Euro-zone finance ministers gathered in Brussels today for another round of crisis talks on Greece’s precarious financial situation. Last week, talks ended after 1am local time, and even then the ministers could not agree on the wording for a joint statement. Hopes were slim for more of a breakthrough this time around, and so it proved—the meeting broke up angrily and, quite unusually, after only a few hours.
The Greek delegation rejected a draft proposal to extend the country’s current bailout program for six months. Markets are on edge because the program expires at the end of this month. After that, there is little chance that the country can avoid going bust if it is cut loose without a new agreement.
“The next step has to come from the Greek authorities,” said Dutch finance minister Jeroen Dijsselbloem at a post-meeting press conference. The Greeks have a week to present a counter-proposal to their euro-zone colleagues, and “that is about it,” Dijsselbloem added. Euro-zone finance chiefs could meet again on Friday (Feb. 20) to ink a new or extended deal. That, for real, is the final deadline, Dijsselbloem suggested.
The euro dropped sharply against the dollar after the meeting broke up (other euro financial markets were already closed):
Greek banks are essentially living on life support from the European Central Bank, and are thus the most exposed to the costs of a so-called “Grexit,” or Greek exit from the euro zone. In recent weeks these banks’ stocks have veered wildly up and down on every rumor that a new deal is imminent, or that the country’s days in the euro zone are numbered. The Athens banking index gained almost 20% at one stage on the final trading day of last week, but fell by around 10% today in anticipation of another unsuccessful attempt to sign a new bailout deal:
The new Greek government, led by the left-wing Syriza party, is adamant that a new deal should represent a break from the austerity imposed in the past. In a combative op-ed (paywall) published in the New York Times today, Greek finance minister Yanis Varoufakis (pictured above) yields little ground on behalf of his “small, fiscally stressed nation lacking its own central bank and seen by many of our partners as a problem debtor.” Prime minister Alexis Tsipras, meanwhile, says he’s ”full of confidence” that his government will gets its way.

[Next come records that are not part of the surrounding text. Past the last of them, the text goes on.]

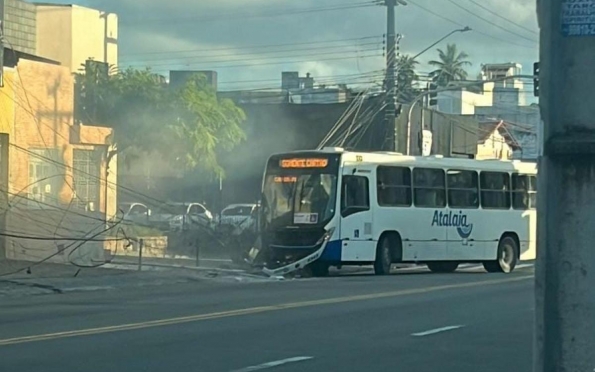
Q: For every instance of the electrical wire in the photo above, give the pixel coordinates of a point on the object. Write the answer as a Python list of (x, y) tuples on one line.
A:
[(252, 46), (502, 17), (247, 15), (218, 67), (490, 22), (436, 14), (251, 53)]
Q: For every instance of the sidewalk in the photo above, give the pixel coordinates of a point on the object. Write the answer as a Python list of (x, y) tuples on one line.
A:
[(48, 278)]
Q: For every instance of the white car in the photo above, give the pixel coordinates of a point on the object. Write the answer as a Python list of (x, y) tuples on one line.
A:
[(190, 216), (235, 214)]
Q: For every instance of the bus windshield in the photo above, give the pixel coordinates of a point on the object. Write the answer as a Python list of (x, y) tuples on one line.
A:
[(301, 199), (300, 190)]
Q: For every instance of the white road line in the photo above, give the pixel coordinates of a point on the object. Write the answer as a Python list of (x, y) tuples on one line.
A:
[(436, 330), (275, 363)]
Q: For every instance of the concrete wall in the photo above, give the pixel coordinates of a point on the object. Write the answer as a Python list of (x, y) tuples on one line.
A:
[(19, 25), (54, 34), (36, 112), (494, 147), (72, 34), (462, 102)]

Greece’s creditors have other ideas. Recent statements from German, Austrian, and Dutch officials show little appetite for compromise on the bailout’s existing conditions. The new Greek government has behaved “pretty irresponsibly” in its few weeks in power, according to German finance minister Wolfgang Schäuble.
Despite the ultimatums and brinksmanship, most believe that a classic last-minute, face-saving fudge—a euro zone specialty—will be agreed.”We must be logical, not ideological,” said European Commissioner Pierre Moscovici. But there is less room for maneuver with each day that passes, and that implies an awfully wild ride in the markets ahead.
Updated Feb. 16 at 18:45 GMT with details of the conclusion of the finance ministers’ meeting and market reaction.